///2019 Abstract Details
2019 Abstract Details2019-07-13T07:45:15-05:00

Postpartum Renal Failure: What’s the Diagnosis?

Abstract Number: RF2BB-87
Abstract Type: Case Report Case Series

Christina Dgheim DO1 ; Ghislaine Echevarria MD2; Eli Zarkhin MD3; Gilbert Grant MD4

34 y.o. G1P0 at 36 weeks gestation was admitted for planned cesarean delivery of twins for malpresentation. Her current obstetrical course was significant for cholestasis of pregnancy. Her platelets were noted to be 60,000 10*3/uL; other laboratory studies and vital signs were unremarkable. The decision was made to proceed with cesarean delivery under general anesthesia.

The case proceeded uneventfully, and the quantitative blood loss was 800 mL. Approximately 30 minutes after arrival in the PACU, the uterus was found to be atonic and when expressed, an additional 800 mL of blood loss was noted. The patient was returned to the OR for an exam under anesthesia. General anesthesia was induced, and a Bakri balloon was placed. Cumulative quantitative blood loss was 2200 mL. The patient remained hemodynamically stable throughout and received 1 unit of packed red blood cells, a thromboelastogram was sent which was within normal limits. She was extubated and brought to the PACU.
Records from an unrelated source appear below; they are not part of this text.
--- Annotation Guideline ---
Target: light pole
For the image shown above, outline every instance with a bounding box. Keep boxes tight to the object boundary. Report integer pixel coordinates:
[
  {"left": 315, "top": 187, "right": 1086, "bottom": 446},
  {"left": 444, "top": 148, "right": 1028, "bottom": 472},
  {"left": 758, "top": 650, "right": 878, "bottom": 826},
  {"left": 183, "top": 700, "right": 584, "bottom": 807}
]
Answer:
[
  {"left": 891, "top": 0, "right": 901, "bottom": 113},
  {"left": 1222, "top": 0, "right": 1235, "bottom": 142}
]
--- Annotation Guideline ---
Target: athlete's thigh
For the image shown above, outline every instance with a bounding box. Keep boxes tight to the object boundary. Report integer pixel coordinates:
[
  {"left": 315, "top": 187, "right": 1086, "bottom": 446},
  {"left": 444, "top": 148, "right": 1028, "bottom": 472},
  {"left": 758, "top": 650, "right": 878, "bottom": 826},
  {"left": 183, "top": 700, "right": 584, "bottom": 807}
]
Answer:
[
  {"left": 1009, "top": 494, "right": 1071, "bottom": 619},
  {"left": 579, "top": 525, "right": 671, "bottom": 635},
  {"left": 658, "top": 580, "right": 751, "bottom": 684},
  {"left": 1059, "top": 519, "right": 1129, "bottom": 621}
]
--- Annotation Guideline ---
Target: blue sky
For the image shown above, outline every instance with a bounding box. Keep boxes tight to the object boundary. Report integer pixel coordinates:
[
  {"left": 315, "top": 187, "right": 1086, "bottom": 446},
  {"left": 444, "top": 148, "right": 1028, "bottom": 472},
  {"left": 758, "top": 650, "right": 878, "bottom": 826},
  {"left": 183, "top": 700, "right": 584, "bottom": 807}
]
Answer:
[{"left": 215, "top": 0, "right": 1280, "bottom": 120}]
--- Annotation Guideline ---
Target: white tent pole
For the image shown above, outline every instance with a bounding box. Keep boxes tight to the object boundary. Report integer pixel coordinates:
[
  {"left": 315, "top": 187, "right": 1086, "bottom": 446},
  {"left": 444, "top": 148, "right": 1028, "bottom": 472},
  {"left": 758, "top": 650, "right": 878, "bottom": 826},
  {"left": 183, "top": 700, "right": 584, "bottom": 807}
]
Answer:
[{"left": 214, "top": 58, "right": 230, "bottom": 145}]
In the PACU her urine output decreased to <0.5mL/kg/hr. Lab tests were re-assessed 6 hours later and it was noted that creatinine had increased from 0.98 to 1.7 mg/dL. Other lab abnormalities were a decrease in platelets to 28,000 10*3/uL, AST/ALT 133/44 U/L, K 5.3 mmol/L, fibrinogen 121 mg/dL, total bilirubin of 2.3 mg/dL and LDH of 480 Units/L. The decision was made to transfer the patient to SICU for closer observation.

In SICU her signs and symptoms were attributed to atypical HELLP and she was treated with intravenous magnesium sulfate at 1g/hr. However, her creatinine continued to rise up to 7 mg/dl, and LDH increased to 1700 Units/L.

Schistocytes were seen on her peripheral blood smear, and a diagnosis of Thrombotic Thrombocytopenic Purpura and Hemolytic-Uremic Syndrome (TTP-HUS) was considered.

An ADAMTS13 level was sent STAT, and methylprednisolone plus plasmapheresis were started emergently. Her platelet count began to increase, and her creatinine slowly began to decrease. Seventy-two hours after the beginning of the plasmapheresis, the ADAMTS13 levels came back normal (38%). Decision was made to stop the plasmapheresis and to start eculizumab. Finally her laboratory tests gradually improved, and she was discharged home on POD 7 on eculizumab and steroids, with the presumed diagnosis of atypical HUS.

TTP-HUS is a rare complication of pregnancy. TTP-HUS may occur for the first time during the postpartum period for reasons that are unclear, presenting with microangiopathic hemolytic anemia, thrombocytopenia, central nervous system abnormalities, fever and renal impairment. All the above clinical presentations overlap with that of the more common HELLP syndrome. It is important to consider both diseases in the differential diagnosis for a woman presenting with the above features, as the management of the two syndromes differ.

Julius CM, Sandro V, Tadele B. TTP-HUS and Pregnancy. Pan Afr Med J. 2014; 17: 255.

D'Angelo A, Fattorini A, Crippa L. Thrombotic microangiopathy in pregnancy. Thromb Res. 2009;123(Suppl 2):S56–62.